Ero felice di essere iscritta a Rousseau. Era il segno tangibile che anche io, col mio singolo voto, potevo incidere nelle decisioni del MoVimento 5 Stelle. Decine di migliaia di iscritti, potevano far sentire la loro voce, privilegio non concesso agli elettori degli altri partiti. Ma Rousseau, per me, è stato sempre e solo un mezzo, uno strumento, che mi permetteva di esprimermi. Perché il mio faro era ed è il MoVimento 5 Stelle.

Quindi, se Rousseau e il MoVimento 5 Stelle si separano, ci metto un nanosecondo a disiscrivermi da Rousseau.

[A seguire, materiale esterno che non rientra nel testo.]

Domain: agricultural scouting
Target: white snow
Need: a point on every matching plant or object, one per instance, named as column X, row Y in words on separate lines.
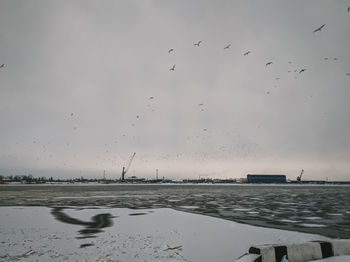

Giuseppe Conte ha già detto che non vuole rinunciare allo strumento della democrazia diretta che permette ad un partito o movimento di avere un canale appunto diretto di comunicazione coi propri elettori e di vagliare e di condividere le scelte politiche. Quindi, attendo di sapere cosa ha pensato Conte, quale nuovo strumento partecipativo ci sarà per il nuovo corso del Movimento 5 Stelle.

Perché è Conte che io seguirò, e non Davide Casaleggio. E lo dico senza alcuna polemica, anzi con un pizzico di amarezza ma anche con disincanto, perché era ormai inevitabile questo finale. Mi dispiace sinceramente, ma una Associazione che si propone come quella che offre un servizio, senza altri fini, poi non può dettare la linea politica o dissentire su alcune scelte prese dal MoVimento. Rousseau doveva permetterci di votare, e non dire se avevamo fatto bene o male a decidere in un certo modo piuttosto che in un altro. Altrimenti, è ovvio che si entrasse in conflitto di interessi. E la cosa col passare dei mesi era sempre più evidente.
Infatti, adesso che le strade si separano, mi pare chiara la strada nettamente politica che Rousseau vuole intraprendere: le auguro ogni bene, davvero. Se è questo che vuole Davide Casaleggio, è giusto che ci provi e in maniera chiara, stavolta. Ne nascerà sicuramente un nuovo soggetto politico, che probabilità porterà nuovi frutti e nuove energie positive nel mondo sociopolitico.

Ma io resto col MoVimento 5 Stelle, senza ombra di dubbio, e con Giuseppe Conte. La democrazia diretta continuerà, con altri mezzi e strumenti che tali, e non altro, devono restare. Senza più nessuna ambiguità.